• sergi ile eşanlamlı diyeceksiniz ama ne münasebet (ara: sergi*), resim sergisi en yüce duygunun mekânıdır. resimlerin sergilendiği bir terbiyesizlik anıdır. terbiyenin yeniden biçimlendiği adam etme zannıdır. çiçek böcek manzara resmi sergisinde de, utku varlık sergisinde de, böyle bu.
  • galerinin kapısından girdiğiniz anda,sergi kötü, resimler berbat bile olsa, içeride bulunduğunuz süre için sizi dışarıdan koparan, başka bir yere götüren sergi.
    tabii bu söylenenler diğer her türlü sergi için de geçerli *
  • tarih boyunca önce sanat değişir, sonra toplum bu değişimi içselleştirir. sergiye gittiğimizde aklımıza bazı sorular gelir.

    bir sanatçı ne bekler sergisini ziyarete gelenden? eli çenesinde birinin tuvalin önünde belirip; ‘’üstadım determinizmin -öngörülür- dekansı, nasıl ters takla atarak egzistansiyalizmin tepesine düştü ise, işte bu san’at eseri de tıpkı bir katalizör gibi tüm dengemi alaşağı edip, ruhumu nedenselliğin düçarlığına hapsetti’’ gibi üstenci bir terminoloji sağanağına tutmasını mı? alkış mı, yemek yarışmalarından ezberlenmiş sloganla el-emek övgüsü mü? ne ister bir sanatçı, izleyiciden?

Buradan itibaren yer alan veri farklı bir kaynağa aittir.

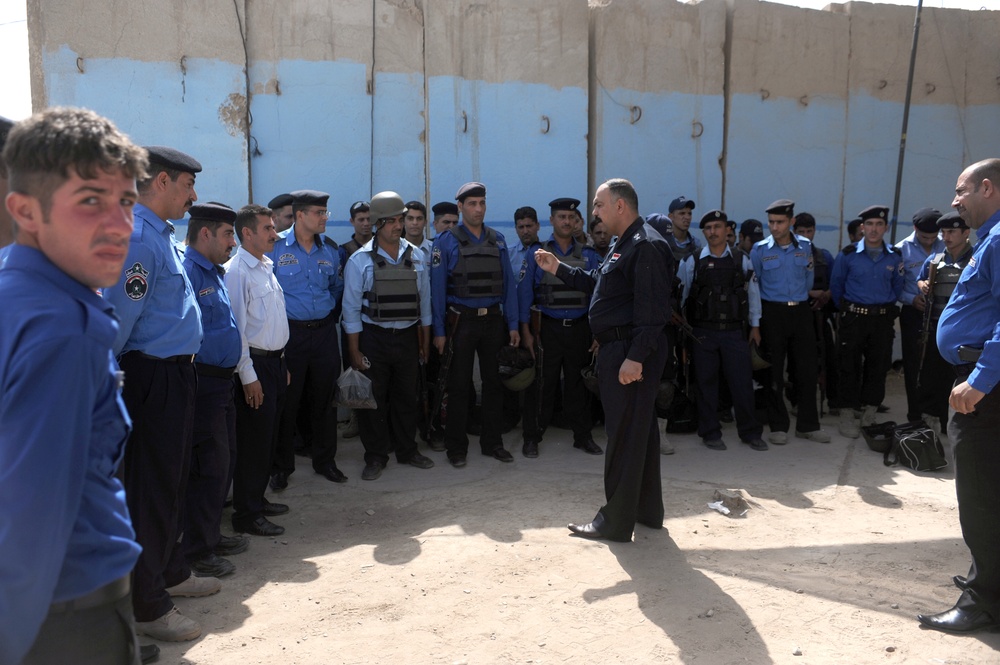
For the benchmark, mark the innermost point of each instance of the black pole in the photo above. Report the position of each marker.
(906, 120)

    bir izleyici resim sergisinde ne arar? ne görmek ister sanatsever? michelangelo’nun olağanüstü tasarım gücünü mü, raffaello’nun kusursuz dengesini mi, da vinci’nin asaletini veya van gogh’un sonsuz renk hakimiyetini mi? bir dram mı, trajedi mi? ne ister bir izleyici bir sergide? şu tüketim çağında, bir sanatçı eserini ne kadar uzun tutabilir, bu izleyicinin hafızasında. en uzun kaç dakika durup bakmıştır bir konuk, belki saatlerce günlerce uğraşılıp ortaya çıkarılmış esere?

    sanat eseri dediğiniz ürün bir duvara asıldığı, bir meydana koyulduğu veya seslendirildiği anda artık bir iletişim aracına dönüşmüştür. sanatla birey arasında en az bir duyuya hitap eden bir bağ kurulmuştur. öyleyse bir sergide hem sanatçı hem de izleyici için tek ortak beklenti iletişimdir, diyebilir miyiz? bir insan bir tuvalde binlerce yıllık bir öykü, kabına sığmaz bir coşku, göğe yükselen bir acı, sonsuzluğa giden huzur duyabilir, diyebilir miyiz?

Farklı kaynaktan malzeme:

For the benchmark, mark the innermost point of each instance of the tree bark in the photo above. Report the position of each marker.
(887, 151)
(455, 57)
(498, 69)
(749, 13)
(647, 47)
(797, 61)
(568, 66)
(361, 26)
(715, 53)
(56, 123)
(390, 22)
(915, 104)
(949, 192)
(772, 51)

    her halükarda sanatla hayatını sürdüren, kendini ifade etme yolu olarak sanatın bir kolunu kendine araç edinen, yol gösteren, bu uğurda yıllarca emek veren insanların gerçekleştirdiği sergiler, topluma ve genç sanatçılara yol gösterici olarak bir motivasyon, meditasyon ve farkındalık niteliğindedir ve bu bakımdan önemlidir.